ABSTRACT

The study of pictorial framing is again a useful instrument to help develop a theory of images and word and picture texts, and of how these communicate. The modern world, as Charles Forceville claims, makes an increasing use of visual modes of conveying information, but theorising how this is achieved is still in its infancy. The model of pictorial framing offers an angle on the analysis of the rhetorical strategies used in word and image texts in more general terms.

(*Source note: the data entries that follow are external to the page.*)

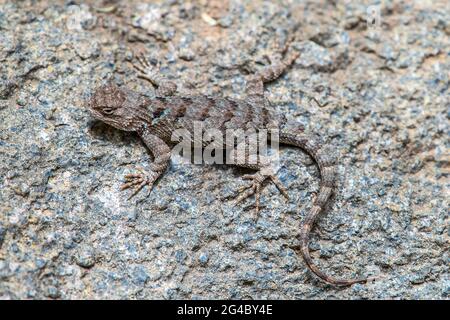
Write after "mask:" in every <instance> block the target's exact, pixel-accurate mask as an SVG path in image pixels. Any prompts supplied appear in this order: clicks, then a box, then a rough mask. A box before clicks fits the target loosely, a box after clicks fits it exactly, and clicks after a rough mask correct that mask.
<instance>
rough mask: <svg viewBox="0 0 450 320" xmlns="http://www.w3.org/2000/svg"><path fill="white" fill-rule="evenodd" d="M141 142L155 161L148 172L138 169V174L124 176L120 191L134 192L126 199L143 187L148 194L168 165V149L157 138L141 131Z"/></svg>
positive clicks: (149, 134)
mask: <svg viewBox="0 0 450 320" xmlns="http://www.w3.org/2000/svg"><path fill="white" fill-rule="evenodd" d="M139 135H140V136H141V138H142V140H144V143H145V144H146V146H147V147H148V148H149V149H150V152H151V153H152V154H153V156H154V158H155V160H154V161H153V163H151V164H150V171H149V172H145V171H144V170H143V169H138V170H139V173H134V174H127V175H126V176H125V181H126V182H125V183H124V184H123V185H122V187H121V190H125V189H128V188H133V189H134V191H133V193H132V194H131V196H130V197H129V198H128V199H131V198H132V197H133V196H135V195H136V194H137V193H138V192H139V191H140V190H141V189H142V188H143V187H145V186H146V185H148V186H149V192H150V191H151V189H152V187H153V184H154V182H155V181H156V180H157V179H158V178H159V177H160V176H161V175H162V174H163V173H164V171H165V170H166V169H167V167H168V165H169V160H170V148H169V146H168V145H167V144H166V143H165V142H164V141H163V140H162V139H161V138H159V137H157V136H155V135H153V134H150V133H149V132H148V131H146V130H143V131H142V132H139Z"/></svg>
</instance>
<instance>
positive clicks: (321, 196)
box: [87, 49, 369, 286]
mask: <svg viewBox="0 0 450 320" xmlns="http://www.w3.org/2000/svg"><path fill="white" fill-rule="evenodd" d="M285 51H286V49H285V50H284V51H283V54H282V58H281V59H278V60H277V61H275V62H274V61H271V62H270V65H268V66H265V67H264V68H262V69H261V70H260V71H259V72H256V73H254V74H253V75H251V76H250V77H249V79H248V80H247V82H246V87H245V99H242V100H238V99H230V98H222V97H211V96H206V95H193V96H181V95H177V94H176V92H177V90H178V86H177V84H176V83H175V82H173V81H169V80H168V79H166V77H164V76H162V75H161V74H160V73H159V70H157V68H155V67H154V66H153V65H152V64H151V63H150V62H149V61H148V59H146V58H145V55H144V54H141V55H137V57H136V59H135V60H134V62H132V66H133V67H134V68H135V69H136V70H137V73H138V74H137V75H138V77H139V78H142V79H146V80H148V81H149V82H150V83H151V84H152V85H153V86H154V87H155V96H154V98H149V97H146V96H144V95H142V94H140V93H138V92H135V91H132V90H130V89H127V88H126V87H119V86H118V85H116V84H114V83H111V82H108V83H107V84H105V85H102V86H100V87H98V88H97V89H96V90H95V91H94V92H93V94H92V95H91V97H90V98H89V100H88V102H87V107H88V109H89V111H90V113H91V114H92V116H93V117H94V118H96V119H98V120H101V121H103V122H105V123H107V124H109V125H111V126H113V127H115V128H117V129H120V130H124V131H132V132H136V133H137V134H138V135H139V136H140V138H142V140H143V141H144V143H145V145H146V146H147V148H148V149H149V150H150V152H151V153H152V154H153V157H154V160H153V162H152V163H151V164H150V166H149V170H148V171H144V170H143V169H142V168H140V169H139V173H133V174H127V175H125V183H124V184H123V185H122V187H121V190H125V189H130V188H131V189H134V191H133V192H132V195H131V196H130V197H132V196H134V195H135V194H137V193H138V192H139V191H140V190H141V189H142V188H143V187H145V186H148V189H149V190H151V189H152V186H153V184H154V183H155V181H156V180H157V179H158V178H159V177H160V176H161V175H162V174H163V173H164V172H165V171H166V169H167V167H168V165H169V161H170V158H171V150H172V148H173V141H172V139H171V136H172V133H173V132H174V131H175V130H177V129H180V128H182V129H187V130H188V131H189V132H191V131H192V130H193V123H194V122H195V121H199V122H202V123H203V124H204V126H205V127H206V129H208V128H213V129H218V130H220V132H223V133H224V134H225V130H226V129H230V128H231V129H241V128H246V129H249V128H254V129H259V130H262V129H266V130H269V131H270V130H272V131H274V130H278V131H277V132H278V134H279V137H278V139H279V142H280V143H281V144H286V145H291V146H294V147H298V148H301V149H303V150H304V151H306V152H307V153H308V154H309V155H310V156H311V157H312V158H313V159H314V160H315V162H316V163H317V165H318V168H319V171H320V176H321V183H320V190H319V192H318V194H317V195H316V196H315V199H314V200H313V205H312V207H311V209H310V210H309V212H308V213H307V214H306V217H305V218H304V221H303V222H302V224H301V227H300V236H299V237H300V251H301V254H302V256H303V259H304V261H305V263H306V265H307V267H308V268H309V269H310V270H311V271H312V272H313V273H314V274H315V275H316V276H318V277H319V278H320V279H322V280H323V281H325V282H326V283H329V284H332V285H335V286H350V285H352V284H355V283H367V282H368V281H369V278H359V279H338V278H334V277H331V276H329V275H327V274H326V273H325V272H323V271H321V270H320V269H319V268H318V267H317V266H316V264H315V263H314V262H313V259H312V258H311V255H310V252H309V236H310V233H311V230H312V228H313V226H314V223H315V221H316V218H317V216H318V215H319V213H320V212H322V211H323V210H324V208H325V207H326V205H327V203H328V200H329V198H330V196H331V195H332V192H333V189H334V187H335V176H336V157H335V156H334V153H333V152H332V151H331V150H329V149H327V148H325V146H323V145H321V144H320V143H319V142H318V141H317V140H316V139H314V138H312V137H311V136H309V135H306V134H305V133H304V132H303V131H304V130H303V128H302V127H300V126H298V127H297V129H294V130H293V129H290V130H288V129H286V119H285V117H283V116H282V115H277V114H275V113H274V112H272V110H271V108H270V102H269V101H268V99H267V98H266V97H265V95H264V84H265V83H269V82H271V81H274V80H276V79H277V78H279V77H280V76H281V75H282V74H283V73H284V72H285V70H287V69H288V68H289V67H290V66H291V65H292V64H293V63H294V62H295V61H296V59H297V58H298V57H299V55H300V53H299V52H296V51H294V52H291V53H290V54H285V53H286V52H285ZM240 160H242V159H240ZM232 164H234V165H237V166H240V167H246V168H249V169H253V170H255V171H256V173H254V174H246V175H244V176H243V179H247V180H251V183H250V184H249V185H248V186H246V187H244V188H241V189H240V190H239V193H240V194H239V196H238V197H237V200H236V203H239V202H241V201H243V200H244V199H246V198H247V197H249V196H252V195H254V196H255V206H256V212H258V211H259V209H260V194H261V191H262V185H263V182H265V181H266V180H270V181H271V182H272V183H274V184H275V186H276V187H277V188H278V189H279V191H280V192H281V193H282V194H283V195H284V196H285V197H286V198H287V199H289V196H288V193H287V190H286V188H285V187H284V186H283V185H282V183H281V181H280V180H279V179H278V178H277V177H276V175H275V174H274V173H273V170H269V169H270V164H268V163H267V162H264V161H257V162H256V163H251V162H250V161H247V158H246V159H243V161H235V163H232Z"/></svg>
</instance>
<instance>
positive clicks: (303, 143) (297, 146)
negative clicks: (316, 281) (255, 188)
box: [280, 131, 368, 286]
mask: <svg viewBox="0 0 450 320" xmlns="http://www.w3.org/2000/svg"><path fill="white" fill-rule="evenodd" d="M280 142H281V143H284V144H288V145H292V146H296V147H299V148H302V149H303V150H305V151H306V152H307V153H308V154H310V155H311V156H312V157H313V159H314V160H315V161H316V162H317V164H318V165H319V170H320V175H321V184H320V190H319V193H318V195H317V197H316V199H315V200H314V204H313V207H312V208H311V211H310V212H309V213H308V214H307V216H306V217H305V219H304V220H305V221H304V223H303V225H302V227H301V230H300V245H301V253H302V256H303V259H304V260H305V262H306V265H307V266H308V268H309V269H310V270H311V271H312V272H313V273H314V274H315V275H317V276H318V277H319V278H321V279H322V280H324V281H325V282H328V283H330V284H333V285H336V286H349V285H352V284H355V283H366V282H367V281H368V279H367V278H362V279H351V280H347V279H335V278H333V277H330V276H328V275H326V274H325V273H324V272H322V271H320V270H319V268H318V267H317V266H316V265H315V264H314V262H313V261H312V259H311V255H310V254H309V234H310V232H311V229H312V227H313V225H314V222H315V220H316V218H317V216H318V215H319V213H320V212H321V211H322V210H323V208H324V207H325V205H326V203H327V201H328V199H329V198H330V196H331V193H332V190H333V186H334V179H335V163H334V162H335V161H334V157H333V156H332V155H330V154H325V153H322V152H321V150H320V145H319V144H318V143H316V142H315V140H314V139H312V138H311V137H308V136H306V135H304V134H300V133H289V132H286V131H282V132H281V133H280Z"/></svg>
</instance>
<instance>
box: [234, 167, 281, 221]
mask: <svg viewBox="0 0 450 320" xmlns="http://www.w3.org/2000/svg"><path fill="white" fill-rule="evenodd" d="M265 171H266V170H264V168H263V169H261V170H259V171H258V172H256V173H255V174H246V175H244V176H242V179H244V180H252V181H251V183H250V185H248V186H244V187H242V188H240V189H239V190H238V193H240V195H239V196H238V198H237V199H236V203H240V202H242V201H243V200H245V199H246V198H248V197H250V196H252V195H253V194H254V195H255V209H256V214H258V213H259V210H260V198H261V190H262V184H263V183H264V181H266V180H267V179H270V180H271V181H272V183H273V184H275V186H276V187H277V188H278V190H279V191H280V192H281V194H282V195H283V196H284V197H285V198H286V199H288V200H289V195H288V193H287V190H286V188H285V187H284V186H283V184H282V183H281V181H280V180H279V179H278V178H277V177H276V176H275V175H274V174H273V173H270V172H265Z"/></svg>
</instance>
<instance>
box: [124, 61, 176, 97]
mask: <svg viewBox="0 0 450 320" xmlns="http://www.w3.org/2000/svg"><path fill="white" fill-rule="evenodd" d="M136 59H137V61H138V62H139V63H133V67H134V68H135V69H136V70H137V71H138V77H139V78H142V79H146V80H148V81H150V82H151V83H152V84H153V85H155V86H156V92H155V93H156V96H159V97H165V96H172V95H173V94H174V93H175V92H176V91H177V85H176V83H174V82H172V81H168V80H167V79H165V78H164V77H163V76H162V75H160V73H159V70H157V69H156V68H155V67H153V66H152V65H151V63H150V61H148V59H147V58H146V57H145V56H144V54H140V55H138V56H137V57H136Z"/></svg>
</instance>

Chapters 3 through 5 have started us off on this search, but one needs to take it further with respect to a far broader range of materials/frames so as to start characterising just which possibilities arise, where they arise, and how one can tell. Using the corpora of multimodal op-eds pertaining to the ongoing Eurozone crisis (2010–), this chapter sets out an extended repertoire of text-image relations already going considerably beyond the proposals made by Chapter 5. Moreover, it confirms that the English-language media are attempting to undermine the Euro and to foment the crisis. Specifically, the US and UK discourses on the crisis represent a panorama of moral frames, metaphors, categorisations. These are normal in discussions of any important topic, but here are one-sided. Such communicative devices have the influence of moving the understanding of the public in an anti-Euro direction. Importantly, they activate conservative values such as moral strength, direct causation, etc., and thereby are intended to attract the political middle, such as swing voters and moderates.